Owen Springs was a station on the Hugh River. The Hugh River flows into the Finke (when it actually flows). Both cut through the Western MacDonnell Ranges. The image above shows Owen Springs Reserve as a dot at lower right. The river it is next to is the Hugh. Hermannsburg, our next town, is near middle left edge. Hermannsburg is almost on the Finke River. You can see both Hugh and Finke Rivers cutting through sections of MacDonnell Ranges.

Palm Valley

Palm Valley is within the Finke Gorge National Park southwest of Alice Springs. Palm Valley has a smallish population of Red Cabbage Palms (Livistona mariae). The nearest related species is 850 kilometres away in Katherine NT. The average rainfall for Palm Valley is just 200 mm per year. Small pockets of semi-permanent spring-fed pools allow the unique flora and fauna (desert fish, shield shrimps tadpoles and frogs) to survive.

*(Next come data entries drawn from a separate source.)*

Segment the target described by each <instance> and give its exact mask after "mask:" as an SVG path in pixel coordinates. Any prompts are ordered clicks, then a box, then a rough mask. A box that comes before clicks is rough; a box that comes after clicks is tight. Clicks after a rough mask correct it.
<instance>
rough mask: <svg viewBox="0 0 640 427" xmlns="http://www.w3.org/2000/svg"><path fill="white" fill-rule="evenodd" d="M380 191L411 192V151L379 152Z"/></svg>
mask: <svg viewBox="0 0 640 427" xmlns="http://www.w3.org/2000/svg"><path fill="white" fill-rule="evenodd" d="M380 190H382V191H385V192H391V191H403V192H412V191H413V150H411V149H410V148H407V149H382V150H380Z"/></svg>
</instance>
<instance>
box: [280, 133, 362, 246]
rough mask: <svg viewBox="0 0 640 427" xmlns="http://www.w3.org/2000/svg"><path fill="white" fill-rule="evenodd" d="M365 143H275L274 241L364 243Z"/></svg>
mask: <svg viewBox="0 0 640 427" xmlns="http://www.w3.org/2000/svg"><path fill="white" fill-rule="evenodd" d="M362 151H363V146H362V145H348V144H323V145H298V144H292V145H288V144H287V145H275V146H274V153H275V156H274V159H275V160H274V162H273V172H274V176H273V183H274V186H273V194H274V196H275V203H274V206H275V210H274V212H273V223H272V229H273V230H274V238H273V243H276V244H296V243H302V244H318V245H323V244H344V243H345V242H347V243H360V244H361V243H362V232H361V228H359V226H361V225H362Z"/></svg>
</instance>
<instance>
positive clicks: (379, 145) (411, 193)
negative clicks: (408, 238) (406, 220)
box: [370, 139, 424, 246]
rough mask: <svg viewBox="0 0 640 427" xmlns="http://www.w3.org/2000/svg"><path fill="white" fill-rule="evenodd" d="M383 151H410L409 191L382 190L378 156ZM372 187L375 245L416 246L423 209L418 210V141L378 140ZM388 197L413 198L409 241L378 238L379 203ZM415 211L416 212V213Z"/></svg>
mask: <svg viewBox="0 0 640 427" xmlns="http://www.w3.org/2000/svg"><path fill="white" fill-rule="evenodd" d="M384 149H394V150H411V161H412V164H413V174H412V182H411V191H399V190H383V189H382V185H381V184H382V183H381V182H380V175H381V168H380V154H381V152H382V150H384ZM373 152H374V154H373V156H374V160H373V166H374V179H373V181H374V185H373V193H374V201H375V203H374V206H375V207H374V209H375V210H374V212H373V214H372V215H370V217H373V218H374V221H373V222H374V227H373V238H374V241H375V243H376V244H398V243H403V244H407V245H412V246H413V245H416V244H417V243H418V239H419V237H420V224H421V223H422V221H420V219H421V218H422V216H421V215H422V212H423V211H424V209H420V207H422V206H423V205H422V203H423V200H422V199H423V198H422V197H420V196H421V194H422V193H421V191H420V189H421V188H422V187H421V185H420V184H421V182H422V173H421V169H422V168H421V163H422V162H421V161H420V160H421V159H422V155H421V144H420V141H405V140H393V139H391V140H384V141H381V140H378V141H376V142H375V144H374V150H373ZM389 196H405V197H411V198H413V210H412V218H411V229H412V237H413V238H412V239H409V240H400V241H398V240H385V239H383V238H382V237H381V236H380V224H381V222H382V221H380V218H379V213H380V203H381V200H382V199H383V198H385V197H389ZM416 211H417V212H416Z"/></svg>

It had been assumed that the cabbage palms were remnants of a prehistoric time when the climate supported tropical rainforest in what is now the arid inland of Australia. Genetic analysis published in 2012 determined that Livistona mariae at Palm Valley is actually the same species as Livistona rigida from samples collected near Katherine and Mount Isa, both around 1,000 kilometres (620 mi) away. It is now thought that aboriginal people brought the palms to here from Mataranka.

Mound Springs

Mound Springs occur around the Western edge of the Great Artesian Basin and represent a natural discharge of Artesian water that was captured many hundreds of kilometers away from rain falling along the Great Dividing Range and New Guinea. This article provides details. Dalhousie is an excellent example of a mound spring.